Brass may seem like something that can only be found in musical instruments or plumbing, but it’s actually a metal in high demand among multiple industries. In an article for Platts.com, Nick Jonson discussed a recent report about this year’s export and import rates which was released by The Copper & Brass Fabricators Council:
US imports of brass mill products in June totaled 47.2 million lb compared with nearly 45 million lb in June 2013, a 4.9% increase. June exports totaled nearly 22 million lb compared with 20.5 million lb during the previous year, a 7.3% increase, CBFC said in a report released late Friday.
In the first six months of 2014, US imports of brass mill products totaled 272.4 million lb compared with 245.6 million lb in H1 2013, an increase of 10.9%. H1 exports totaled 130.2 million lb, compared with about 134 million lb in the same year-ago period, a decrease of 2.8%, the CBFC said.
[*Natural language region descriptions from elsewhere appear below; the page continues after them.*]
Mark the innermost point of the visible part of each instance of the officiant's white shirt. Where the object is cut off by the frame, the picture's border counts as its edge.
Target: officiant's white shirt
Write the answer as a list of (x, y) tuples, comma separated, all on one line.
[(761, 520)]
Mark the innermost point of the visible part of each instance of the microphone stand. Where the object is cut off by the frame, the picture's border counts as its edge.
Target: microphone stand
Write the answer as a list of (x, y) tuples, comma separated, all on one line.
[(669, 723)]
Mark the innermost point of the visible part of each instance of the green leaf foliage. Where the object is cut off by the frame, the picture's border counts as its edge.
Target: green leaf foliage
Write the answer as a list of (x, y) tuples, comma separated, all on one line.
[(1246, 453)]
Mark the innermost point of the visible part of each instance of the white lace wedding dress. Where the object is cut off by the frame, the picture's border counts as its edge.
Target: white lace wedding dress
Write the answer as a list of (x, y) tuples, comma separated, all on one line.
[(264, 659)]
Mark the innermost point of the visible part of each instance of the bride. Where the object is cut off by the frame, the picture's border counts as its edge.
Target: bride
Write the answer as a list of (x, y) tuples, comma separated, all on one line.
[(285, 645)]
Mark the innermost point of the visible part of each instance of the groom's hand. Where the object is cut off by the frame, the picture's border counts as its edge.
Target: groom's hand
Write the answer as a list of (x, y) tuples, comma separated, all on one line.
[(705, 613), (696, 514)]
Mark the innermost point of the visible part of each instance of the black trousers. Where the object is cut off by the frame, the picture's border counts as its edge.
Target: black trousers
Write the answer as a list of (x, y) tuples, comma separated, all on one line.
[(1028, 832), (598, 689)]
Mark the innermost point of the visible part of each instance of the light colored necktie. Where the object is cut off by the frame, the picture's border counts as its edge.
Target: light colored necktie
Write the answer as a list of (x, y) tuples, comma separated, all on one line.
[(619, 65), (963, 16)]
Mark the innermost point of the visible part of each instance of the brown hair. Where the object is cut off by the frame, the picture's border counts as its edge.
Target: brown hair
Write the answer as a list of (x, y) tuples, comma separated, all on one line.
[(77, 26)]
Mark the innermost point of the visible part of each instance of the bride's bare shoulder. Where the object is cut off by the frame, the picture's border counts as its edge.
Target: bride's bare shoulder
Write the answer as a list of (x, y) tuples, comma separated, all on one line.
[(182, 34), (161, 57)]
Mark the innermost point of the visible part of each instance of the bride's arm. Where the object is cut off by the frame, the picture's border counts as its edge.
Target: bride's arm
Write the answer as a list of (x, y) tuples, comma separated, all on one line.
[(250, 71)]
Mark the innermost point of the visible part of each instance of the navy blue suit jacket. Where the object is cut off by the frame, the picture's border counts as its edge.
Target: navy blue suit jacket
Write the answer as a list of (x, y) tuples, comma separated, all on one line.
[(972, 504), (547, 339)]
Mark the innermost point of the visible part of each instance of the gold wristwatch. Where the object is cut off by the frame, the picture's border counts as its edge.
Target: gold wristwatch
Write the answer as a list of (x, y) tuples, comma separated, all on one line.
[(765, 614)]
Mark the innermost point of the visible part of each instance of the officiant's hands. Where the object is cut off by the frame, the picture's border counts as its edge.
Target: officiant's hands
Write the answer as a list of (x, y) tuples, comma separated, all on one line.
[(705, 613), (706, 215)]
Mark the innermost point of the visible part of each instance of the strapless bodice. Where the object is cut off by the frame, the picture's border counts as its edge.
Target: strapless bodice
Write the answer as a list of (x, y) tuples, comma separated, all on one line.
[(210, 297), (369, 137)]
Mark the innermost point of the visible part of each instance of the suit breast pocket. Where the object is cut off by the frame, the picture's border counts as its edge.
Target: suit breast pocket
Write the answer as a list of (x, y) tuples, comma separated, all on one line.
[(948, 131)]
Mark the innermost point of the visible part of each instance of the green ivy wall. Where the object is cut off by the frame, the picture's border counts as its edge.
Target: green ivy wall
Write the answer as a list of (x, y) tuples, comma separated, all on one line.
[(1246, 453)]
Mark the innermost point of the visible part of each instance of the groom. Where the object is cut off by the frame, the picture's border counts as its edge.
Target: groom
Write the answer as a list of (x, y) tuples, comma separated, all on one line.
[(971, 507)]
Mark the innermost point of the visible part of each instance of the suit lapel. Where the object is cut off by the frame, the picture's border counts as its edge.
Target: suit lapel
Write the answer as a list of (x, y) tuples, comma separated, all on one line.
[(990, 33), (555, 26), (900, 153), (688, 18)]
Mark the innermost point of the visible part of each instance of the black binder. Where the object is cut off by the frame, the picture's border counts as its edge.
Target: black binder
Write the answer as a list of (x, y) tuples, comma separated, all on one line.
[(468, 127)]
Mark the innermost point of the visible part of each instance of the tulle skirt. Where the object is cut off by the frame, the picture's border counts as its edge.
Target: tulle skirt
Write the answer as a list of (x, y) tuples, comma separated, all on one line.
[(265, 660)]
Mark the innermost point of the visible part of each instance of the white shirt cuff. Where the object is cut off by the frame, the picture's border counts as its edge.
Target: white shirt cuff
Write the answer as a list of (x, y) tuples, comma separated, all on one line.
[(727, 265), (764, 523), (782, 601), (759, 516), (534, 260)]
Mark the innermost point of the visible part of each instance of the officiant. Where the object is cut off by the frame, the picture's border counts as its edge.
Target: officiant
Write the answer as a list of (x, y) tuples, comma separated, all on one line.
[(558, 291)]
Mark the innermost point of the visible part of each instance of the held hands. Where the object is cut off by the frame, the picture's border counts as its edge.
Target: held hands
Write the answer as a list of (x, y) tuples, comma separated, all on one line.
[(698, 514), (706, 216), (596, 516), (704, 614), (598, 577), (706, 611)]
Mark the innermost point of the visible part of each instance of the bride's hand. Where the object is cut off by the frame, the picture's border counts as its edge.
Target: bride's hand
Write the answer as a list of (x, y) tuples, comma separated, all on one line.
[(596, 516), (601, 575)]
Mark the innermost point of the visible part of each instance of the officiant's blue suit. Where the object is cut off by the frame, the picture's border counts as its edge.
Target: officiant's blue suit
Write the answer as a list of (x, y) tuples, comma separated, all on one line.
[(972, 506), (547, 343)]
Considering the high demand for their products, dependable brass suppliers like Rotax Metals are doing brisk business indeed. Much of their imports are of pipe and tube components, but sheet metal and bars are close behind. Why the increased need for this alloy? Brass has several properties that make it a preferred material in several industries.
First, high-quality brass sheet metal is sufficiently malleable to be easily cut and molded into a vastly diverse range of shapes such as brass cartridges for bullets or brass fixtures for indoor ornamentation, to name just two. This versatility means that many industries seek to have a reliable supply of brass for their own purposes.
Next, brass is highly resistant to corrosion. This makes it perfect for placement in water-rich areas and other harsh environments. Marine engines and boiler fireboxes are just two examples of where brass is extensively used for its corrosion resistance. Additionally, since brass is an alloy of copper and zinc, varying the composition will make the material more durable. An 85% copper 15% zinc mix is often advised for those seeking maximum resistance to corrosion.
Another property of brass that people find useful is its high tensile strength. This makes it well suited for securing things like clamps or fasteners. Combined with the material’s electrical conductivity, which it has by virtue of being a copper alloy, this characteristic makes brass components a valuable part of many automobiles.